Al fin de cuentas, todo prefijo que deja sufijada a la historia, todo “post”, “re” y “neo” son evidencia de la apatía mental que agobia a los pensadores que, curiosamente como los Incas en otros tiempos, se creen el qosqo del mundo. A propósito, es notable cómo algunas palabras nunca caerán en desuso, mientras que cabe pensar que en algunos años–por poner un ejemplo postrero– la mencionada poscultura pueda quedar como un desesperado intento del presente de anclarse, en simultáneo, como referencia en la historia (salvo que su evolución nominal lógica y progresiva nos lleve irremediablemente a una post-poscultura [y en ese hipotétrico caso, ¿post x post = pre? {la posibilidad de que la magia del lenguaje nos permitiera viajar en el tiempo merecía esta triplemente encorsetada digresión}]). Esa postura céntrica, centralista, lejos está de alcanzar la reclamada inmediatez perdida a causa del crecimiento astronómico del archivo, de la que precisamente Steiner se queja porque su pseudovitalidad nos aleja cada vez más de la experiencia en toda su plenitud.

Y retomando un concepto de Theodor W. Adorno, fonéticamente similar al de poscultura, pero con diferentes connotaciones –el de pseudocultura, que no se limita únicamente al carácter pedagógico, sino que refiere a la transmisión cultural en una sociedad–, podemos reafirmar que la cultura andina se presenta como una alternativa no necesariamente universalizable, pero que por lo pronto puede cimentar las bases de una reconstrucción política y social de un país que ve geográficamente al mundo desde arriba, pero se halla, desde la construcción del Estado, buscando adaptarse a los dictados homogeneizantes del exterior.

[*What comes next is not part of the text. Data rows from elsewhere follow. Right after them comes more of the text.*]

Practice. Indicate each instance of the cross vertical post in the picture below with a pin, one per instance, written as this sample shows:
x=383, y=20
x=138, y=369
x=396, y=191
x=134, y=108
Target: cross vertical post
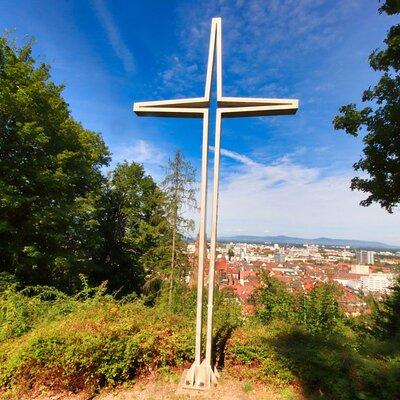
x=202, y=374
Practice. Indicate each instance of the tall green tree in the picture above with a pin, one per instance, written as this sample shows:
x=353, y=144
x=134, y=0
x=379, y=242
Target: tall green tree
x=380, y=121
x=134, y=230
x=385, y=318
x=179, y=189
x=50, y=179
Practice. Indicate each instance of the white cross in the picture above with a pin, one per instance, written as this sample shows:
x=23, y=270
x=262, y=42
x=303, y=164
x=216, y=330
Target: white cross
x=202, y=374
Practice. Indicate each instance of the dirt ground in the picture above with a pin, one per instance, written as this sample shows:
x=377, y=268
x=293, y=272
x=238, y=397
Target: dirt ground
x=228, y=388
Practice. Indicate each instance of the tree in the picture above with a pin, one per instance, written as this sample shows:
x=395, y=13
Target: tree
x=385, y=316
x=273, y=301
x=381, y=121
x=178, y=186
x=133, y=229
x=50, y=178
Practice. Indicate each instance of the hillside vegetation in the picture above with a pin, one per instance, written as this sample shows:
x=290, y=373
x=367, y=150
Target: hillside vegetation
x=91, y=340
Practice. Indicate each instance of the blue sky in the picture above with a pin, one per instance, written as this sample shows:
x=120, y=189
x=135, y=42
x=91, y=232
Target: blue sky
x=281, y=175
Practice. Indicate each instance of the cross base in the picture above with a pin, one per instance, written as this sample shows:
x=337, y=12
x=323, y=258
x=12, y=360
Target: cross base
x=199, y=377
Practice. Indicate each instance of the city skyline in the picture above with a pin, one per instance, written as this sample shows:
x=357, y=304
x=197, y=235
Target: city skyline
x=288, y=175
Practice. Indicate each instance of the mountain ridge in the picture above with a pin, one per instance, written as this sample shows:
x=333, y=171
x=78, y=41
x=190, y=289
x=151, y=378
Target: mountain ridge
x=321, y=241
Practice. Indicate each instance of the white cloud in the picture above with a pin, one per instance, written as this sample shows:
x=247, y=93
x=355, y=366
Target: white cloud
x=286, y=198
x=264, y=37
x=114, y=36
x=141, y=151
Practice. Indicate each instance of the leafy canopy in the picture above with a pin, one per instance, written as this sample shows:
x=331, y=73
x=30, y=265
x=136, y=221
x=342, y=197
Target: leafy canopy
x=380, y=121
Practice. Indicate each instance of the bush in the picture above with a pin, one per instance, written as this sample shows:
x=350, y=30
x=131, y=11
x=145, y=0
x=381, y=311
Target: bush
x=332, y=367
x=92, y=339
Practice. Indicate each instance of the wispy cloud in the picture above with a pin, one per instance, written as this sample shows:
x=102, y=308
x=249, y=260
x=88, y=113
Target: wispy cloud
x=284, y=197
x=114, y=36
x=141, y=151
x=261, y=41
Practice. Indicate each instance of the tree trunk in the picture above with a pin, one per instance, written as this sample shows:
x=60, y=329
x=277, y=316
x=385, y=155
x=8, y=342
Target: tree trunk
x=171, y=276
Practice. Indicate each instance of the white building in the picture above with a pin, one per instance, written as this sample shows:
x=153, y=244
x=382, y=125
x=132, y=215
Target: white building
x=377, y=282
x=365, y=257
x=359, y=269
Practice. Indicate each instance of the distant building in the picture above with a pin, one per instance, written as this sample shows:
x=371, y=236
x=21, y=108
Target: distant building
x=377, y=282
x=365, y=257
x=279, y=257
x=359, y=269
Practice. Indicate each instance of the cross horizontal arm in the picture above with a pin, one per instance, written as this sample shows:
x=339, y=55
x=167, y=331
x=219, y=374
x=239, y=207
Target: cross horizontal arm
x=184, y=108
x=231, y=107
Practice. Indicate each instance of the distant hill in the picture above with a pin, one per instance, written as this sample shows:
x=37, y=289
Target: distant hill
x=362, y=244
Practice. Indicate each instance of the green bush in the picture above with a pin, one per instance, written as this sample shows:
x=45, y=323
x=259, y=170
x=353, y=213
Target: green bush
x=331, y=367
x=91, y=339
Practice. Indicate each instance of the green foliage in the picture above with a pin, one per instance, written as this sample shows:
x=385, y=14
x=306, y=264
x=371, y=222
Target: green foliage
x=133, y=228
x=50, y=176
x=179, y=191
x=328, y=367
x=317, y=311
x=381, y=121
x=384, y=320
x=91, y=339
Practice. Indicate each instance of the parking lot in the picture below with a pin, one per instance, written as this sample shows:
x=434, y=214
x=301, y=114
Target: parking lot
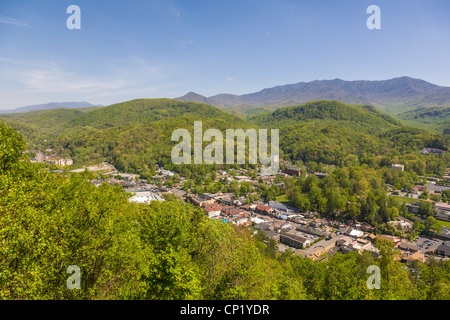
x=426, y=244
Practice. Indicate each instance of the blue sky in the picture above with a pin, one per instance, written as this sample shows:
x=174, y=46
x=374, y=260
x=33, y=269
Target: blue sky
x=165, y=48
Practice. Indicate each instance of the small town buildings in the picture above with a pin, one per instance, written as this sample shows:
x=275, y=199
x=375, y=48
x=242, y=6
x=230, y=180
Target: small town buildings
x=200, y=200
x=294, y=239
x=432, y=151
x=145, y=197
x=293, y=170
x=397, y=166
x=443, y=249
x=409, y=257
x=262, y=209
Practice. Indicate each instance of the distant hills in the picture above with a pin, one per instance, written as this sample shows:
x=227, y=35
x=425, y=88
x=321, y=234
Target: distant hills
x=134, y=135
x=434, y=119
x=391, y=96
x=51, y=105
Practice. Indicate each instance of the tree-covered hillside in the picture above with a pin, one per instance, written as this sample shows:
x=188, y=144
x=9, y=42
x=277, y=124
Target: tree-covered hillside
x=332, y=132
x=434, y=119
x=169, y=250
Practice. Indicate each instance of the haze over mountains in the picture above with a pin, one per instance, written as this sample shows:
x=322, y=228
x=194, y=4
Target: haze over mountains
x=51, y=105
x=391, y=96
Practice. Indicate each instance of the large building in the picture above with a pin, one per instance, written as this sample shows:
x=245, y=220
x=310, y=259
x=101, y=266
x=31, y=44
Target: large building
x=293, y=170
x=294, y=239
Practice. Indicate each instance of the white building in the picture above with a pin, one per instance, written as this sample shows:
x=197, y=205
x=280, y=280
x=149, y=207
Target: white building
x=397, y=166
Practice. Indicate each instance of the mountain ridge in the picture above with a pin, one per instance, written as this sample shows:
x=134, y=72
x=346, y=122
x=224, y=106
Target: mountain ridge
x=392, y=96
x=50, y=105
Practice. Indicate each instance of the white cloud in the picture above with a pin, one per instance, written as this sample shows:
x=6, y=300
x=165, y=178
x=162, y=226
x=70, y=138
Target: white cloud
x=14, y=22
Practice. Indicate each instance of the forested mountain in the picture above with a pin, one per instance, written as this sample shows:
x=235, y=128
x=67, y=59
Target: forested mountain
x=168, y=250
x=336, y=133
x=434, y=119
x=391, y=96
x=135, y=135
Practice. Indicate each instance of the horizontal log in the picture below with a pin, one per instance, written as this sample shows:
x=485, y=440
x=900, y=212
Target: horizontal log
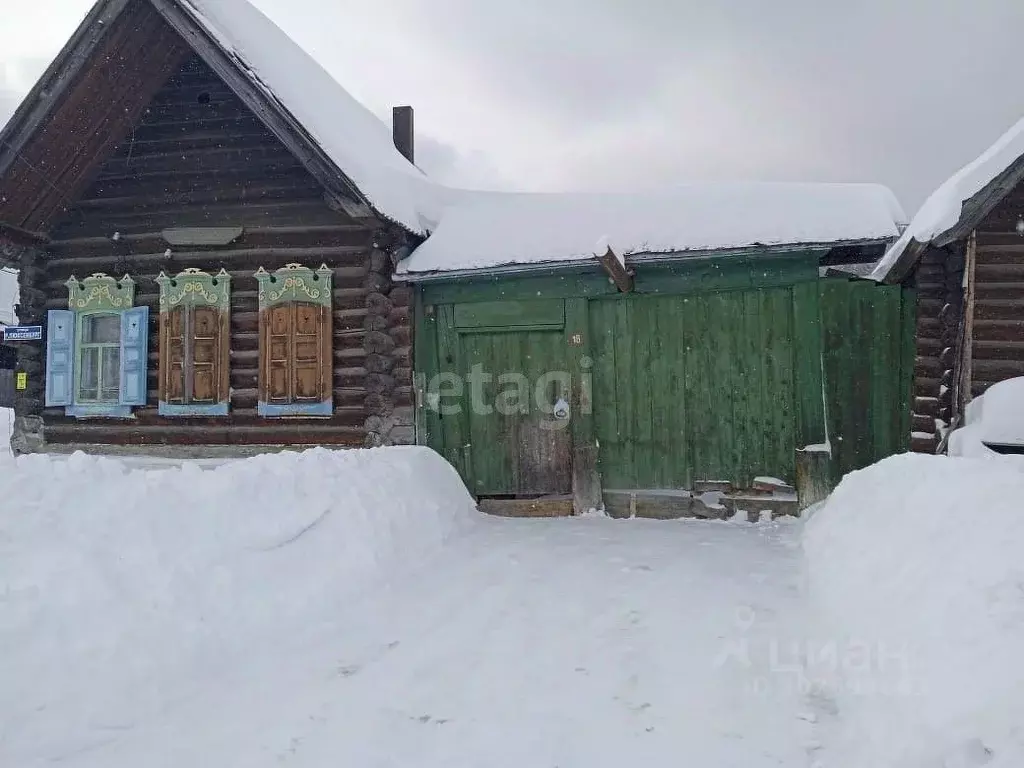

A pesar de la masificación de la educación como “pseudocultura socializada”, en tanto “espíritu manipulado de los excluidos”, una gran cantidad de población, sobre todo indígena, quedó fuera de su alcance. Al costado del camino donde circulan los bienes culturales. Es decir, que queda en pie una gran cuota originaria de “espíritu”. No únicamente en el sentido idealista del concepto adorniano, sino más bien en lo que hace a la posibilidad inconformista, autónoma y libre de crecer “en la relación con la cosa, como ocurría en su tiempo con la idea misma de cultura”. En este carácter doble de la cultura, entonces, nos encontramos con que frente a la adaptación recíproca de los hombres y mujeres que puede darse dentro de una lógica de la dominación, se percibe una resistencia natural, una autolimitación a lo existente que por su modestia y respeto con la naturaleza permite construir una cultura autónoma –y no por eso poshumana. Una cosmovisión que se hace carne porque ya fue carne y lo siguió siendo. Porque se materializa en una cultura y no es una mera sucesión temporal de un período caduco, sino una batería de prácticas, representaciones, desvíos, resistencias que existen paralelamente, y desde épocas inmemoriales, a los períodos establecidos por el poder centralizado de la academia.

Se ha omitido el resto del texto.